Blinking LED lights on the half-moon steel curves of ‘Strata Series: Zero’ and ‘Strata Series: Zero_One’ (both 2020) ascend and descend, irradiating the forms suspended from the ceiling and resting precariously on the floor. They illuminate the voices of migrants. Danielle Roney’s exhibition at Upfor Gallery, ‘Frequencies of Opacity’, imagines how migrants, violently labelled as illegal, could clandestinely occupy institutions and perhaps create renewed borderlands through technology. By hacking into technological apparatuses in the exhibition, such as the algorithms of blinking lights of the ‘Strata’ series, in addition to surveillance machinery and 3D printing in other works, Roney’s works refute nation-state, militarised power.
The aforementioned meteoric lights of the ‘Strata’ series ignite frequencies of the voices of Deferred Action for Childhood Arrivals (DACA) students (juveniles permitted to live in the U.S. under special dispensation) and other voices of those living undocumented. Their voices are translated via a reconfigured algorithm from sound to sight. As Roney has relayed in previous artist’s talks, this algorithmic transcription renders data visual and yet opaque. The anonymity of the voiced-lights, rather than simply an erasure of identities, ensures that individuals remain hidden who would otherwise be subject to state-sanctioned violence. A sliver of sight here doubles as bearing witness.
The ‘Whispers’ series (all 2019) similarly materially visualises narratives. Culling from earlier works such as ‘On the Edge of Self’, a 2010 video work with a voiceover performed by Penny Aviles, and a 2011 adaptation of Bertolt Brecht’s play ‘Flüchtlingsgespräche’ (‘Refugee Conversations’) (1940–1941), voiced by Zoreh Birjandian, Roney creates 3D prints in her ‘Whispers’ series. ‘Mantra 01’ and ‘Mantra 02’, works from the series, are thus ghostly re-imaginings in nylon and acrylic. ‘Mantra 02’ re-articulates a past video work by Roney concerning the liminality of migration. The print appears to elude gravity as it sweeps upwards in flight atop a mic stand, materially embodying the phrase by Aviles: “you may leave by entering.” Its counterpart, ‘Mantra 01’, compresses post-war and contemporary discourses from Brecht and Roney. While Brecht’s characters, Ziffel and Kalle, ruminate upon who wields the power—the human or the passport—Roney’s vocal sculpture operates as an intimate index of Birjandian’s vocal implosion of the binary invoking revolution.

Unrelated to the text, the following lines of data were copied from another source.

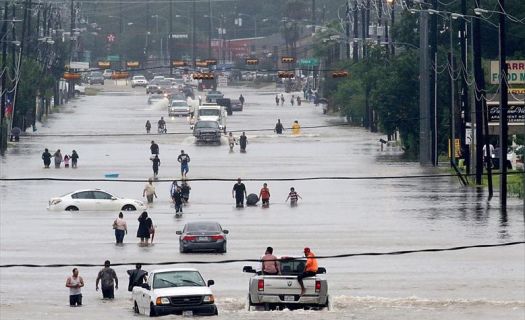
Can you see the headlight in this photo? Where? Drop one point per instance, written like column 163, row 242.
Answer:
column 162, row 300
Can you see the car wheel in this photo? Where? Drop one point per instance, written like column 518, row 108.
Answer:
column 152, row 311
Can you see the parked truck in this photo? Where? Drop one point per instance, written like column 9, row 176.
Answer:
column 276, row 292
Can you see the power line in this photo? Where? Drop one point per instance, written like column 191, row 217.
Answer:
column 426, row 176
column 338, row 256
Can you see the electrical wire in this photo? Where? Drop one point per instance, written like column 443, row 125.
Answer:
column 337, row 256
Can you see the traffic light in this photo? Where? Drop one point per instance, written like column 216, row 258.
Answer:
column 285, row 74
column 178, row 63
column 203, row 76
column 339, row 74
column 287, row 59
column 252, row 61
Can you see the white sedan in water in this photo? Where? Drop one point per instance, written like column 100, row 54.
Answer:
column 93, row 200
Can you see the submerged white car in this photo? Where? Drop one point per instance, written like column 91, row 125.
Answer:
column 179, row 291
column 93, row 200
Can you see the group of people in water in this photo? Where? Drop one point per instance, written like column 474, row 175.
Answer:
column 58, row 159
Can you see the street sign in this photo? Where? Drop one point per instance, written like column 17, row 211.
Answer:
column 310, row 62
column 179, row 36
column 515, row 72
column 79, row 65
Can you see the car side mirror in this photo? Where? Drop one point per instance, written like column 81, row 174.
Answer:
column 248, row 269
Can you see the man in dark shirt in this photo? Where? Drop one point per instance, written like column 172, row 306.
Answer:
column 154, row 148
column 239, row 192
column 184, row 159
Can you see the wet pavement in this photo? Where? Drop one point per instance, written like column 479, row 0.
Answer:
column 334, row 216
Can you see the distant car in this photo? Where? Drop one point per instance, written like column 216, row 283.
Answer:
column 202, row 236
column 155, row 97
column 93, row 200
column 139, row 81
column 178, row 108
column 107, row 73
column 95, row 77
column 180, row 291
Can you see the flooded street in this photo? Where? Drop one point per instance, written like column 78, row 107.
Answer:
column 334, row 216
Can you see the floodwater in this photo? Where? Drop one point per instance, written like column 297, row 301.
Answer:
column 334, row 216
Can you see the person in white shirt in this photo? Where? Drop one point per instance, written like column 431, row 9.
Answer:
column 74, row 283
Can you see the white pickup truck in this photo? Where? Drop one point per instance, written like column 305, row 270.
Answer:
column 179, row 291
column 275, row 292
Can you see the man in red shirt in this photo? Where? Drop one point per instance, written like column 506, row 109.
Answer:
column 310, row 269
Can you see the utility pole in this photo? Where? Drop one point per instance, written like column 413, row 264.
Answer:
column 347, row 29
column 479, row 96
column 356, row 33
column 425, row 153
column 209, row 29
column 465, row 112
column 193, row 33
column 503, row 108
column 3, row 127
column 433, row 84
column 170, row 40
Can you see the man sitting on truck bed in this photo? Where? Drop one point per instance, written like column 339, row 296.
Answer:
column 310, row 269
column 270, row 265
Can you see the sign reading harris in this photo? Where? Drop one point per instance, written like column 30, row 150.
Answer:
column 515, row 73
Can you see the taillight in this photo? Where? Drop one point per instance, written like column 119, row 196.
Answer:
column 260, row 285
column 317, row 286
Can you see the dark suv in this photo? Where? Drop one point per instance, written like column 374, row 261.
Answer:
column 95, row 77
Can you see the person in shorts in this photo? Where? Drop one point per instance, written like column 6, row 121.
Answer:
column 75, row 283
column 109, row 280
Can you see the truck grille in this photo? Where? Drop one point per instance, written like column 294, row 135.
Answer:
column 186, row 300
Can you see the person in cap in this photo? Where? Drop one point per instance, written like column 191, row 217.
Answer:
column 310, row 268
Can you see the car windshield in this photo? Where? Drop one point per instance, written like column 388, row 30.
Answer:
column 178, row 279
column 209, row 112
column 207, row 124
column 195, row 227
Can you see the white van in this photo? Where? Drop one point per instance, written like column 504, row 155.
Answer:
column 213, row 112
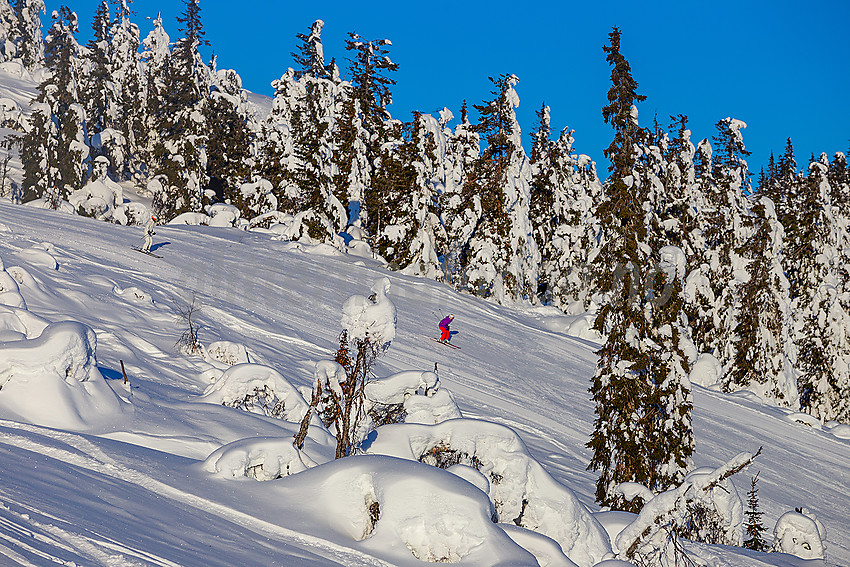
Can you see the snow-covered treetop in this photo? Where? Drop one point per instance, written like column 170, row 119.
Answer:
column 371, row 318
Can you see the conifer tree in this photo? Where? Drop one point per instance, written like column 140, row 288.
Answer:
column 568, row 246
column 228, row 150
column 56, row 148
column 370, row 90
column 127, row 150
column 502, row 259
column 97, row 88
column 310, row 56
column 180, row 156
column 724, row 188
column 27, row 33
column 7, row 31
column 753, row 529
column 642, row 431
column 824, row 307
column 460, row 210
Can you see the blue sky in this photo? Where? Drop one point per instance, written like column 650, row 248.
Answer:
column 781, row 66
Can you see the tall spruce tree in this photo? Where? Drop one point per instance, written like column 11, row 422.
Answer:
column 460, row 210
column 823, row 307
column 642, row 431
column 26, row 33
column 180, row 152
column 126, row 148
column 56, row 148
column 370, row 65
column 502, row 260
column 762, row 360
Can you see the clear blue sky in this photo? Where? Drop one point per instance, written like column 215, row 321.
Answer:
column 781, row 66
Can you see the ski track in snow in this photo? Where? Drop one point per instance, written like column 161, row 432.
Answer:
column 84, row 454
column 284, row 305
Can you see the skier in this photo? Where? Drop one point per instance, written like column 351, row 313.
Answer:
column 149, row 235
column 444, row 328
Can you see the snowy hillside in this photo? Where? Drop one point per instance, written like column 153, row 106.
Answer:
column 139, row 477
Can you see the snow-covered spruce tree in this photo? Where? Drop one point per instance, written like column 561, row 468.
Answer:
column 276, row 161
column 124, row 144
column 370, row 90
column 155, row 58
column 229, row 159
column 97, row 89
column 56, row 147
column 568, row 247
column 823, row 307
column 26, row 33
column 502, row 260
column 324, row 215
column 403, row 217
column 763, row 355
column 311, row 56
column 7, row 30
column 642, row 431
column 753, row 528
column 351, row 165
column 387, row 198
column 839, row 182
column 725, row 190
column 459, row 209
column 180, row 152
column 421, row 256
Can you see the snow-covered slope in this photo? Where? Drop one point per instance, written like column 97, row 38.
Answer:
column 132, row 489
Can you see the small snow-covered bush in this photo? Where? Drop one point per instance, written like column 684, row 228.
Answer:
column 798, row 534
column 715, row 516
column 10, row 293
column 257, row 389
column 409, row 397
column 263, row 458
column 53, row 379
column 522, row 491
column 227, row 352
column 404, row 510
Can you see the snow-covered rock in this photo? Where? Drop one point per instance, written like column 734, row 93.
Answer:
column 53, row 379
column 520, row 489
column 258, row 389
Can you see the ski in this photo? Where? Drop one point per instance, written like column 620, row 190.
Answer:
column 445, row 343
column 148, row 253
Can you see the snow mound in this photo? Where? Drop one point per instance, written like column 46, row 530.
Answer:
column 520, row 489
column 222, row 215
column 798, row 535
column 706, row 371
column 430, row 410
column 227, row 353
column 192, row 219
column 373, row 318
column 397, row 388
column 615, row 521
column 257, row 389
column 40, row 255
column 546, row 550
column 412, row 397
column 20, row 323
column 53, row 379
column 133, row 213
column 398, row 508
column 133, row 294
column 262, row 458
column 10, row 293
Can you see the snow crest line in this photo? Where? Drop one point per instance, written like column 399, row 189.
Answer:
column 104, row 465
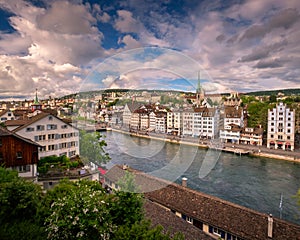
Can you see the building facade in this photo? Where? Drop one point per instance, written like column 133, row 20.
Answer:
column 281, row 128
column 18, row 153
column 54, row 135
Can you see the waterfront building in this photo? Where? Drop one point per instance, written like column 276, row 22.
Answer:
column 128, row 111
column 281, row 128
column 234, row 115
column 201, row 122
column 36, row 105
column 6, row 115
column 55, row 136
column 252, row 136
column 158, row 121
column 18, row 153
column 175, row 122
column 233, row 100
column 189, row 120
column 231, row 133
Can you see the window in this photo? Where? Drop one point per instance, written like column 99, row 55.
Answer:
column 19, row 154
column 51, row 126
column 52, row 147
column 189, row 219
column 51, row 136
column 40, row 127
column 29, row 129
column 43, row 149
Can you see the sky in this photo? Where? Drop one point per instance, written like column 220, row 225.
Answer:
column 62, row 47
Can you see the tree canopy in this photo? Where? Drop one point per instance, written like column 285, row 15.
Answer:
column 71, row 210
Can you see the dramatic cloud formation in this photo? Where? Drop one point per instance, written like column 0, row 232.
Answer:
column 56, row 45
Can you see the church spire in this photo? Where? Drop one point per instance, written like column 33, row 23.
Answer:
column 36, row 100
column 199, row 85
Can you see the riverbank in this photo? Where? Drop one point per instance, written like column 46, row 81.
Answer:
column 236, row 149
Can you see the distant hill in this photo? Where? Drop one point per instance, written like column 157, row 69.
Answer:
column 287, row 92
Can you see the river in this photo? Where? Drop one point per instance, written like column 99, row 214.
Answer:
column 253, row 182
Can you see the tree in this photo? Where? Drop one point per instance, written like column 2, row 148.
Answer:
column 20, row 202
column 92, row 148
column 83, row 213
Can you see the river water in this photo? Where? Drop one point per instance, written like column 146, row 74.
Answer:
column 253, row 182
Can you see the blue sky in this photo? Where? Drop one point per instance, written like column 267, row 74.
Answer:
column 61, row 47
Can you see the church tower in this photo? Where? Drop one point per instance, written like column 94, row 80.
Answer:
column 200, row 95
column 36, row 104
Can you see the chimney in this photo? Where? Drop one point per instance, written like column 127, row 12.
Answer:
column 270, row 226
column 184, row 182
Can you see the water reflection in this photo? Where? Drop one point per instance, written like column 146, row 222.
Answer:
column 252, row 182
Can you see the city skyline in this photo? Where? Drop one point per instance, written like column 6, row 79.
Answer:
column 61, row 47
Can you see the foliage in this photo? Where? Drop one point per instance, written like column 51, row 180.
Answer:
column 55, row 162
column 92, row 148
column 20, row 202
column 127, row 202
column 72, row 210
column 83, row 213
column 298, row 198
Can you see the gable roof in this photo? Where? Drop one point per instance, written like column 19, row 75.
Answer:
column 172, row 223
column 31, row 120
column 238, row 220
column 5, row 132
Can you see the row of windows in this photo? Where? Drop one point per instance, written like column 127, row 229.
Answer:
column 54, row 147
column 55, row 136
column 280, row 137
column 48, row 127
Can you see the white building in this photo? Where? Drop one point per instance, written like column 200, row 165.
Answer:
column 231, row 134
column 233, row 115
column 6, row 115
column 281, row 128
column 127, row 113
column 201, row 122
column 175, row 122
column 54, row 135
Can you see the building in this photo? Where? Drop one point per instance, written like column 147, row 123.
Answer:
column 281, row 128
column 234, row 115
column 54, row 135
column 36, row 105
column 211, row 215
column 127, row 112
column 252, row 136
column 201, row 122
column 18, row 153
column 233, row 100
column 175, row 122
column 6, row 115
column 231, row 133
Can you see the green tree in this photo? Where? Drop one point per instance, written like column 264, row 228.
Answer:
column 20, row 201
column 83, row 213
column 92, row 148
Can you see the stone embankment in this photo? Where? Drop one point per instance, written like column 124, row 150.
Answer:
column 235, row 149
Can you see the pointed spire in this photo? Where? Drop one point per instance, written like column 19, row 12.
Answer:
column 199, row 85
column 36, row 100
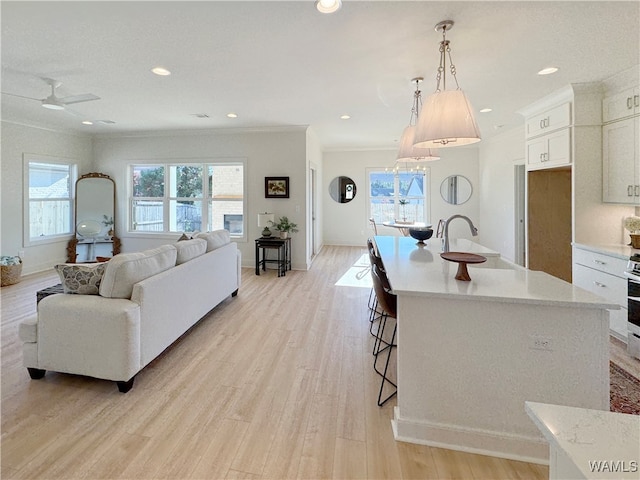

Admittedly, the revolutionary spirit of the textual descriptions included in the exhibition materials are more powerful than their sculptural manifestations. ‘PUBLICS’ (2020), however, offers a return to the conceptual and material rigour of the ‘Strata’ series. In this work, five Nest security cameras live-stream the viewer’s image to migrant communities from the Lawrence, Kansas area (where the work was originally commissioned). Not only does ‘PUBLICS’ reverse the surveillance dynamic consistently used against migrants, but it also exposes migratory aspects of technology, such as the fragmentation of memory, the clashing of simultaneous temporalities, and the myth of the unified self. Roney’s works consequently expose how technologies both occlude and disclose those who have experienced migration and those who bear witness.